I have annotated the lyrics:
Imagine there’s no heaven
Imagine you are nothing
It’s easy if you try
It’s easier if you don’t
No hell below us
And no justice too
Above us only sky
Around us only force
Imagine all the people living for today
No past or future, ah-ha-ah-a
Imagine there’s no countries
More power for the few
It isn’t hard to do
Not for you
Nothing to kill or die for
Nothing at all to live for
And no religion too
God will notice, yes
Imagine all the people living life in peace, you
Imagine you will impose it, you
You may say I’m a dreamer
I say you’re a nihilist
But I’m not the only one
True, true, true, true
I hope some day you’ll join us
If we won’t?
And the world will be as one
And the world will be no fun
Imagine no possessions
Rock concerts will be free
I wonder if you can
Only crackpots really can
No need for greed or hunger
No need for freedom too
A brotherhood of man
A brotherhood of slaves
Imagine all the people sharing all the world, you
Imagine no imagination
You may say I’m a dreamer
No, I say you’re a spoiled brat
But I’m not the only one
True, true, true, true
I hope some day you’ll join us
If we won’t?
And the world will be as one
And the world will be as hell
— Comments —
Kyle writes:
Thank you for writing this piece. “Imagine” is in the running for worst pop song ever released for all the reasons you state and then some. I regrettably admit to being a casual listener of John Lennon’s in my teenage years, as his juvenile worldview reflected in this track appeals to the naiveté in a kid. Combine the two with a hypnotic melody and you have a recipe for brainwashing, which you accurately suggested as a form of punishment in hell–to listen to this on repeat for eternity.
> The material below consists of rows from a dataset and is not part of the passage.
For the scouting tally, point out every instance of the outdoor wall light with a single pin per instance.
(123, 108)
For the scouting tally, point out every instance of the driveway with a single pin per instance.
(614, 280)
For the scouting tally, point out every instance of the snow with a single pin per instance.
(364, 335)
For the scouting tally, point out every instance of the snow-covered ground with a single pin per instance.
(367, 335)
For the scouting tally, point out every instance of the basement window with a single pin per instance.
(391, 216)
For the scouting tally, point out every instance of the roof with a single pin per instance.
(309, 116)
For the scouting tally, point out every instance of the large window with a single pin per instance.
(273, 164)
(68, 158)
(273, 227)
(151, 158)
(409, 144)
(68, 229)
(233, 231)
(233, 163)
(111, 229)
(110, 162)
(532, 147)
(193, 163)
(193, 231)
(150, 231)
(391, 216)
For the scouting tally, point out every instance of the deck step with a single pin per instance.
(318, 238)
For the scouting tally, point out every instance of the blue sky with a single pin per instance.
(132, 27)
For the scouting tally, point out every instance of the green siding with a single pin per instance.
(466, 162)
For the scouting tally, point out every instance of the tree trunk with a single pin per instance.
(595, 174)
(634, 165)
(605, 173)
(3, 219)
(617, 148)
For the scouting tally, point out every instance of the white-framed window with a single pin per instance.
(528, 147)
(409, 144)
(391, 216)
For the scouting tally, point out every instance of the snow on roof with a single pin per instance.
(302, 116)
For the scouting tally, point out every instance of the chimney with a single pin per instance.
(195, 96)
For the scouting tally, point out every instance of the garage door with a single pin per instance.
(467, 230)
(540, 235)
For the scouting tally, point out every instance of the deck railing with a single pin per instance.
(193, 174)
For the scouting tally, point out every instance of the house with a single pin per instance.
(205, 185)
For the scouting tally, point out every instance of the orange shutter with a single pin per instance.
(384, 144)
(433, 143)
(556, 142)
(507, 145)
Your response to his “imagine no possessions” line is probably the ultimate kill shot for that entire generation of rock bands, many of whom are still with us today, as are their $300 concert tickets. They never grow up, they just become more wrinkled and self-righteous. Paul McCartney appeared at the “March For Our Lives” gun-control protest with a shirt claiming “We Can End Gun Violence.” I double-dare him to march through the roughest areas of Detroit, Chicago, or St. Louis sans armed security detail with that message. That demographic needs to hear the message more than anyone, but it wouldn’t be as fashionable or safe as it is around upper-middle-class whites sipping on their Starbucks and posing for selfies in their $400 pairs of Persol sunglasses.
My grandfather, born in 1920, couldn’t stand John Lennon. The “bed-in for peace” episode when Lennon and Yoko Ono laid around in bed for a week irked him to no end according to my mother. “Lazy assholes” she recalls hearing him say towards the TV in 1969. Indeed.